Literature
Survey
With the advent of Phishing webpages, researchers have investigated
supervised and unsupervised learning models for detecting phishing
webpages for instance, Moghimi, Mahmood, and Ali Yazdani Varjani
[14]. support vector machine (SVM) algorithm to classify webpages.
their experiments indicate that the proposed model can detect phishing
pages in internet banking with accuracy of 99.14% true positive and
only 0.86% false negative alarm Afroz and Green Stadt [15]
developed Phish Zoo technique this technique constructs a website
profile using a fuzzy hashing approach in which the website is
represented by several criteria that differentiate one website from
another including images, HTML source code, URL, and SSL certificate. A.
Desai, J. Jatakia, R. Naik, and N. Raul [16] created an extension to
Google Chrome to detect phishing websites content with the help of
machine learning algorithms,S. Parekh, D. Parikh, S. Kotak, and P. S.
Sankhe [17] proposed a model with answer for recognizing phishing
sites by utilizing URL identification strategy utilizing Random Forest
algorithm, X. Zhang, Y. Zeng, X. Jin, Z. Yan, and G. Geng [18]
proposed a phishing detection model to detect the phishing performance
effectively by using mining the semantic features of word embedding,
semantic feature and multi-scale statistical features in Chinese web
pages, y Ma et al. [19], Zhang et al wrote Python scripts to
automatically download confirmed phishing websites‟ URLs from PhishTank.
PhishTank is a collaborative clearing house for data and information
about phishing on the Internet Jeeva and Raj Singh [20] extracted
features related to transport layer security together with URL based
features such as length, number of slashes, number and positions of dots
in URL and subdomain names.

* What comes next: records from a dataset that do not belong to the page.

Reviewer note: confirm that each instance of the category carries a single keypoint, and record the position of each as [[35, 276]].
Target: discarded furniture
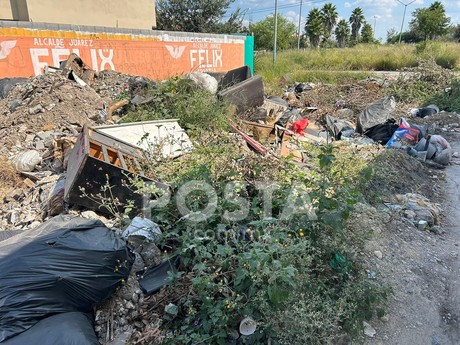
[[166, 136], [96, 162], [234, 77]]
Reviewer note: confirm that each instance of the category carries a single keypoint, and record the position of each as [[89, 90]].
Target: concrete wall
[[138, 14], [28, 47], [5, 10]]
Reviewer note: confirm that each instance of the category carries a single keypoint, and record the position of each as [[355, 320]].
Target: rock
[[93, 215], [205, 81], [13, 217], [35, 110], [171, 309], [345, 113], [421, 206], [378, 254], [27, 161], [234, 334], [437, 230], [369, 330], [134, 314], [409, 214], [292, 99], [422, 224], [39, 145], [150, 254], [14, 104], [129, 305]]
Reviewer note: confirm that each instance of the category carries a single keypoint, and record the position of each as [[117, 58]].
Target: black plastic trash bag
[[61, 329], [337, 126], [382, 133], [7, 84], [378, 113], [65, 265], [157, 277]]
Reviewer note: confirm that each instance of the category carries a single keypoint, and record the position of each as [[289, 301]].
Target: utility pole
[[404, 16], [300, 19], [276, 32]]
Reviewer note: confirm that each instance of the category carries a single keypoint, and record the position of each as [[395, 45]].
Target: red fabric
[[299, 126]]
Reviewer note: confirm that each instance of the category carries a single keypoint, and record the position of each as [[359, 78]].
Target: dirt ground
[[423, 269]]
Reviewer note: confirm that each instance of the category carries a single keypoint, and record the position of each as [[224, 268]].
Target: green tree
[[314, 27], [430, 22], [195, 16], [356, 20], [330, 15], [264, 36], [342, 33], [367, 34], [456, 33]]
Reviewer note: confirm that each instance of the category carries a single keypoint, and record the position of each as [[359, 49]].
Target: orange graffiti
[[24, 53]]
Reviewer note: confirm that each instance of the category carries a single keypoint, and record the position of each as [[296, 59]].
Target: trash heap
[[61, 132], [278, 126], [53, 132]]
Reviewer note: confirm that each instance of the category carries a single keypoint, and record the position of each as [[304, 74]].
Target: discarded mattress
[[65, 265], [376, 113], [163, 135]]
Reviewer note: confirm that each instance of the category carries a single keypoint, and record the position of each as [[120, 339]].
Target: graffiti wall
[[26, 52]]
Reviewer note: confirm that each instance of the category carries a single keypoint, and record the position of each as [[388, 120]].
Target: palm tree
[[314, 27], [330, 15], [356, 20], [342, 32]]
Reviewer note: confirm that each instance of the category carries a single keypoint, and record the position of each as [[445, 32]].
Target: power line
[[295, 4], [404, 16]]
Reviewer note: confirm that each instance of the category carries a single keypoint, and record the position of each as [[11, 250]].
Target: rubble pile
[[48, 134]]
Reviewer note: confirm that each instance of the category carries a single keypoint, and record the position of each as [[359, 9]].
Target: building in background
[[138, 14]]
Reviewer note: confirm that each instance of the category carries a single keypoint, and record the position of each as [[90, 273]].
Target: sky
[[385, 14]]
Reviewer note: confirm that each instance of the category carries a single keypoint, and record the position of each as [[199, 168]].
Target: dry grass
[[9, 178], [336, 65]]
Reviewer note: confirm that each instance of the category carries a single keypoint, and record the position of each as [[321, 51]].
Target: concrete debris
[[421, 209], [142, 228], [245, 95], [204, 81]]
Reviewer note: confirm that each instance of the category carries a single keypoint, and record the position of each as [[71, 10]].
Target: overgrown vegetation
[[9, 177], [337, 65], [295, 276], [429, 83], [292, 268]]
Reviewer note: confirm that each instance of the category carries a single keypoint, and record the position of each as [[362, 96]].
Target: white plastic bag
[[27, 161]]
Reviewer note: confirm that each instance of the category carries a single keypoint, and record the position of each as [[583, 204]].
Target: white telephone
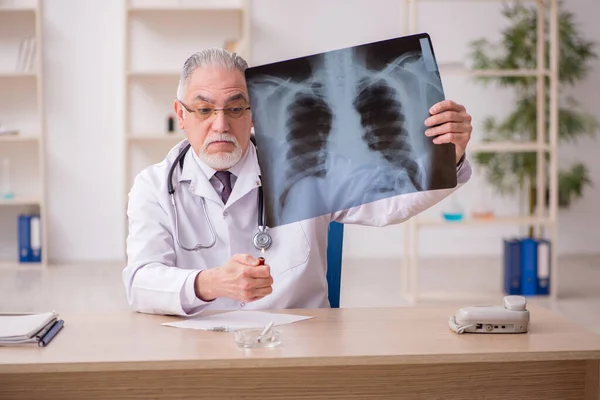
[[512, 318]]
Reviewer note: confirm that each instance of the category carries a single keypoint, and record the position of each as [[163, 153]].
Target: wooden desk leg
[[592, 380]]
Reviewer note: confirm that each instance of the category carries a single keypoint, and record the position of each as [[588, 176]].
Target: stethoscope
[[262, 239]]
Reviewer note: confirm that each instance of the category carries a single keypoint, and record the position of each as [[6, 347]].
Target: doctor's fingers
[[260, 271], [260, 293], [245, 259]]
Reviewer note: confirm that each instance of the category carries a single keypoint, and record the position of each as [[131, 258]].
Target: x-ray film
[[344, 128]]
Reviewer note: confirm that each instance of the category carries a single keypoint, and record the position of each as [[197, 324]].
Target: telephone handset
[[512, 318]]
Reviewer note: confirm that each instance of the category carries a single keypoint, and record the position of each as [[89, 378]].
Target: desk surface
[[359, 336]]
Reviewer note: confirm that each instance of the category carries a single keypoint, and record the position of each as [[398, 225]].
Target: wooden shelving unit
[[22, 109], [546, 217]]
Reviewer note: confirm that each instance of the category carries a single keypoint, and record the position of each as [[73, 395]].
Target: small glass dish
[[250, 338]]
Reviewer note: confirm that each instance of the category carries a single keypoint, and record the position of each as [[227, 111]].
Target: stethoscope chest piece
[[262, 240]]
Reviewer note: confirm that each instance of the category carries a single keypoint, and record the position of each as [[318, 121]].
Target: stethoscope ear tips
[[262, 240]]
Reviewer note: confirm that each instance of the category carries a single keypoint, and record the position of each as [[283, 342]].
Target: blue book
[[529, 267], [35, 242], [24, 227], [512, 267], [543, 267]]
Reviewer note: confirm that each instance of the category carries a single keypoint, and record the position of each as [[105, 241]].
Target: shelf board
[[507, 147], [21, 201], [497, 220], [17, 8], [17, 74], [19, 138], [469, 1], [154, 74], [156, 137], [459, 69]]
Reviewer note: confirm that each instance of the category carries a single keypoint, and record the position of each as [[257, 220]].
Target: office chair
[[335, 240]]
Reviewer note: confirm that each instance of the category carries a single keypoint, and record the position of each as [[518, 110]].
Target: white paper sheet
[[232, 320]]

Rule mining was used to establish detection
rules using the apriorist algorithm on the extracted features.
Experimental results showed that 93% of phishing URLs were detected.
Jain and Gupta [21] presents an anti- phishing approach, which uses
machine learning by extracting 19 features in the client side to
distinguish phishing websites from legitimate ones, Peng, Harris, and
Sawa [22], NLP is applied to detect phishing emails. It performs a
semantic analysis of the content of emails (as simple text) to detect
malicious intent. Prakash, Kumar, Kompella, & Gupta, 2010 [23],
These systems use an approximate matching algorithm to check whether the
suspicious URL exists in the blacklist or not S. Aonzo, A. Merlo, G.
Tavella, and Y. Frat Antonio, [24] represented the Multifactor
Authentication technique uses two or more authentications to login into
the accounts/systems. One is password and other is code generated by an
app through SMS, phone calls or emails. By this method only
authenticated person can login into his accounts Tech5(Machine Learning
Approach, 60%) was identified as one of the most effective
anti-phishing techniques, one of the early developed whitelist was
proposed by Chen and Guo [25], which was based on users’ browsing
trusted websites. The whitelist monitors the user’s login attempts and
if a repeated login was successfully executed this method prompts the
user to insert that website into the whitelist. One clear limitation of
Chen and Guo’s method is that it assumes that users are dealing with
trustful websites, which unfortunately is not always the case. Zhang H,
Liu G, Chow TWS, Liu W [26] presented a new framework for
content-based phishing detection using a Bayesian approach. Selection
Lee and Kim [27] proposed a suspicious URL detection system called
WARNINGBIRD for Twitter. Li et al. [28] proposed a combination of
linear/nonlinear domain conversion methods to represent the core problem
more clearly and to improve the performance of classifiers in
identifying malicious URLs Yang L, Zhang J, Wang X, Li Z, Li Z [29]
presented a new approach to phishing detection based on an inverted
matrix online sequential over-learning machine that takes into account
three types of features to characterize a website. They used the Sherman
Morrison Woodbury equation to reduce matrix inversion. They introduced
the online queue extreme learning machine to update the training model.
De La Torre Parra et al. [30] proposed a cloud-based distributed
deep learning framework for phishing attack detection. Wu, et al
[36] empirically investigated three simulated anti-phishing toolbars
to determine how they were effective at securing participants from
visiting fraudulent websites Bait Alarm [37] is comparatively more
efficient as VSBPD compares the text and their style in two websites,
Visual Similarity Based Phishing Detection (VSBPD) [38] gives a
warning to the user whenever he tries gives his credentials to an
untrusted website Google Safe Browsing API [39] allows the client
side applications to check if a URL is blacklisted from a list which is
continuously updated by Google, Juan Chen, and Chuanxiong Guo designed
and developed Link Guard algorithm [40] to detect Spoofed hyperlinks
in the phishing mails
Methodology:
There are numerous methods that have been used in the past to duplicate
various websites, such as Facebook, Instagram, GitHub, etc., but all of
these methods were only effective on websites that lacked form
validation and were weak security. In this project, however, we
implemented a new method that can replicate all types of websites that
have form validations and anti-click jackings.